WordPress.org

Make WordPress Core

Opened 4 years ago

Last modified 7 months ago

#17047 reviewing defect (bug)

Not following spec for REQUEST_URI

Reported by: sterlo Owned by: sterlo
Milestone: Future Release Priority: normal
Severity: normal Version: 3.1
Component: Rewrite Rules Keywords: has-patch
Focuses: Cc:

Description

Possibly related: #16932

Spec: http://www.w3.org/Protocols/rfc2616/rfc2616-sec5.html#sec5.1.2

Structure: http://en.wikipedia.org/wiki/URI_scheme#Examples

The spec for REQUEST_URI:

Request-URI    = "*" | absoluteURI | abs_path | authority

The specs for REQUEST_URI in Apache are such that it allows for absolute paths to a given resource.

Given that throughout WordPress there are concatenations like:

$_SERVER['HTTP_HOST'] . $_SERVER['REQUEST_URI']

These are intended to generate "mysite.com/resources"

But in certain cases will generated "mysite.com/mysite.com/resources"

Case Study:

GET http://subdomain.mydomain.com/ HTTP/1.1

This should be allowed.

Apache in this case sets the URI to "http://subdomain.mydomain.com/myfile.php"

Solution: Do not assume that URI is not an absolute path.
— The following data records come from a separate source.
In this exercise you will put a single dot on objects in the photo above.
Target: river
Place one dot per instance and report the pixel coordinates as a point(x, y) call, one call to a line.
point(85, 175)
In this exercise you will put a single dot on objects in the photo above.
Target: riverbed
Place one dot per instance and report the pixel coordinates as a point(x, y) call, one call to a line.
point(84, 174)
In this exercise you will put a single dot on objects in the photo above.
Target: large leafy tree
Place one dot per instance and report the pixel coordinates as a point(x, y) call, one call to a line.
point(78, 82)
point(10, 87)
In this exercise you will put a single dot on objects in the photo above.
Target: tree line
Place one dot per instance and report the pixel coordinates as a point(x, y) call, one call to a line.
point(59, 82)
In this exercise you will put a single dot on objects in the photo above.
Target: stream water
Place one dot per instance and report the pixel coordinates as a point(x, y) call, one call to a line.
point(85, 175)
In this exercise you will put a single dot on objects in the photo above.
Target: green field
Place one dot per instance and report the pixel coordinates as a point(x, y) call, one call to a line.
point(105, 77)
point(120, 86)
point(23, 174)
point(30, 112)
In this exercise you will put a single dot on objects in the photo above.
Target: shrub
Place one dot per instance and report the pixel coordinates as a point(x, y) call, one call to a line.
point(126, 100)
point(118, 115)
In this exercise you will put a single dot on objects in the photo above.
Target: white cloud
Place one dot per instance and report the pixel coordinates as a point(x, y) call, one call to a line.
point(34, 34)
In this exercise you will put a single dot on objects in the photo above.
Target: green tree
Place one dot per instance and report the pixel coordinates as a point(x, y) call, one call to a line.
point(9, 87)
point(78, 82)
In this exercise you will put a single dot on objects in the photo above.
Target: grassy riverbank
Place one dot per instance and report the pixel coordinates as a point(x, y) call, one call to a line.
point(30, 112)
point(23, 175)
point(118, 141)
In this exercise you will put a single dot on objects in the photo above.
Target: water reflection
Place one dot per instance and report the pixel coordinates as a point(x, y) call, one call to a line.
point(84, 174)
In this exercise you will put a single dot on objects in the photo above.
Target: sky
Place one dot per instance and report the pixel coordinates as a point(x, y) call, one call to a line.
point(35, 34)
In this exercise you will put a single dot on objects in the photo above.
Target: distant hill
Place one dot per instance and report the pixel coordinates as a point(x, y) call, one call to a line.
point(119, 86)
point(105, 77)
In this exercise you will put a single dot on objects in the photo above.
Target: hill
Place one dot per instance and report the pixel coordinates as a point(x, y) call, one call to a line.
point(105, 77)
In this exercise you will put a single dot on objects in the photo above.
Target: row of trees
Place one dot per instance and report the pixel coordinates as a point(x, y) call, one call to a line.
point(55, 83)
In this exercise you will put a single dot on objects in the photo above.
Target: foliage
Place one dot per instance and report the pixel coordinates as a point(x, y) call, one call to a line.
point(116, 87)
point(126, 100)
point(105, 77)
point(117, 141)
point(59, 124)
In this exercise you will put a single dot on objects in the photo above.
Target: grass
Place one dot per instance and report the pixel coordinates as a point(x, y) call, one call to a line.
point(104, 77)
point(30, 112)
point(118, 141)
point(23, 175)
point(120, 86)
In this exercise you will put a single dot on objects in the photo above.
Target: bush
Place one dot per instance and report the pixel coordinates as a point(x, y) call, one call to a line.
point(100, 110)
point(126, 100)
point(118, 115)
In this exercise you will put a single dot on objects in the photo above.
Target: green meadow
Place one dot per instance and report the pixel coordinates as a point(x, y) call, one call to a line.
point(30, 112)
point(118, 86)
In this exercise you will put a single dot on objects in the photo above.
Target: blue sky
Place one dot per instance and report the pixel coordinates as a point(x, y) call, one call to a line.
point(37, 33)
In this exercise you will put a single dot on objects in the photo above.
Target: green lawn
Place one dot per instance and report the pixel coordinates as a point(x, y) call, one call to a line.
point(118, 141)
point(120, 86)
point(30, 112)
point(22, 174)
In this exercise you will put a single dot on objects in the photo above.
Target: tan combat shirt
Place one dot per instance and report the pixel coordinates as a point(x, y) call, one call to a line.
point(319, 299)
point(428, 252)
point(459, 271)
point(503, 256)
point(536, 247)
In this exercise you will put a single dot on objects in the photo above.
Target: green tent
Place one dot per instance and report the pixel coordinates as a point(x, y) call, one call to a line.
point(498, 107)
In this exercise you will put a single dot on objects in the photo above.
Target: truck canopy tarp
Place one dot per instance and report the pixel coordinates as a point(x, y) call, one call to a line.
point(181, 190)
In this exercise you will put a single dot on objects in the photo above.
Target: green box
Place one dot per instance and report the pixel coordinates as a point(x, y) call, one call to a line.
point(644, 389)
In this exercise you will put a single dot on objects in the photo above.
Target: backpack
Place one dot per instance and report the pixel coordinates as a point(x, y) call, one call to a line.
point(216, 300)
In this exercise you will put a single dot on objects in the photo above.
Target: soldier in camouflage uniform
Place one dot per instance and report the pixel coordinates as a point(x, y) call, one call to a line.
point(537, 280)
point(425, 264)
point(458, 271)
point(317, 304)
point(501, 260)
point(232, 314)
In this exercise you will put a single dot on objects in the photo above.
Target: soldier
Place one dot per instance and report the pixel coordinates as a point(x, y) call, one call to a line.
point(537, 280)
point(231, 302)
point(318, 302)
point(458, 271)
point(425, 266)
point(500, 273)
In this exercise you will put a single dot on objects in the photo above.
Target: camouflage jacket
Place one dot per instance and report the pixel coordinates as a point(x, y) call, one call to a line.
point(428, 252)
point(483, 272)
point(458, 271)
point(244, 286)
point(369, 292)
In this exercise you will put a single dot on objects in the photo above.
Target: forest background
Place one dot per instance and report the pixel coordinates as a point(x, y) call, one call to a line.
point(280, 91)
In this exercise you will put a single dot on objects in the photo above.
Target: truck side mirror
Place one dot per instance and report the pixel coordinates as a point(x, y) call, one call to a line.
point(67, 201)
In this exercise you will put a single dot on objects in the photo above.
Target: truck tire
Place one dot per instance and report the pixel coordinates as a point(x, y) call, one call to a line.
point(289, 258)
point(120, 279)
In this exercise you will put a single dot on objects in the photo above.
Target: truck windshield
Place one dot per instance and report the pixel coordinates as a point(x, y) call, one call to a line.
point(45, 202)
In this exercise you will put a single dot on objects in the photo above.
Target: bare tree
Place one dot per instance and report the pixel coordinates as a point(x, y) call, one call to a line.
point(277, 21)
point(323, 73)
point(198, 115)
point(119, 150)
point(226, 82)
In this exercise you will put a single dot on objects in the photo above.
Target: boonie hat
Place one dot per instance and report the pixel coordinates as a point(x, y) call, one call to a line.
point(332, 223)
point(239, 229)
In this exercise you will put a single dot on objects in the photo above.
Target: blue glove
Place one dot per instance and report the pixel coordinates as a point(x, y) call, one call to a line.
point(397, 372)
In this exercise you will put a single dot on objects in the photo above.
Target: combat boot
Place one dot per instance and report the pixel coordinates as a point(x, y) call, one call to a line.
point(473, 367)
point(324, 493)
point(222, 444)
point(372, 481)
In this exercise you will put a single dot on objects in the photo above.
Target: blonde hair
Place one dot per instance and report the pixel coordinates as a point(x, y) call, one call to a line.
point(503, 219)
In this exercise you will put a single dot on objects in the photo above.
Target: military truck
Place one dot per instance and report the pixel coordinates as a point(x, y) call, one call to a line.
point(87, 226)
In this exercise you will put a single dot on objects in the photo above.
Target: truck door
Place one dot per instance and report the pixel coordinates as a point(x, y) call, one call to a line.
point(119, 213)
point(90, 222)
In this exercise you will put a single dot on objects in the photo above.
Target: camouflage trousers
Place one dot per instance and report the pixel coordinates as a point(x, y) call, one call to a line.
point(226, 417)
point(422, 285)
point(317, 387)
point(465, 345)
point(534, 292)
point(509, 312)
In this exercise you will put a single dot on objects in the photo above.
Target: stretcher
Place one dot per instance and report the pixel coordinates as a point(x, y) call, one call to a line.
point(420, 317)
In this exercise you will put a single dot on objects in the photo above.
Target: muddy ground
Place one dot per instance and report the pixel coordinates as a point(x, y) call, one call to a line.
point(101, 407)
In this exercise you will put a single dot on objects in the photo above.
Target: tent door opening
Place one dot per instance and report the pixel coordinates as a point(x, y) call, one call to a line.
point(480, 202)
A quick fix is something like the patch attached.

Attachments (3)

uri_no_host.2.patch (744 bytes) - added by sterlo 4 years ago.
Patch against latest wp-includes/load.php (replaced previous patch)
uri_no_host.patch (745 bytes) - added by sterlo 4 years ago.
New patch: the regex should be case insensitive.
17047.patch (799 bytes) - added by SergeyBiryukov 4 years ago.

Download all attachments as: .zip

Change History (18)

comment:1 @sterlo4 years ago

  • Owner set to sterlo
  • Status changed from new to reviewing

Here's a test prior to the patch:

[grok@jutsu:~] $ curl -sv -x 209.20.77.244:80 "http://subdomain.mysite.com/"
* About to connect() to proxy 209.20.77.244 port 80 (#0)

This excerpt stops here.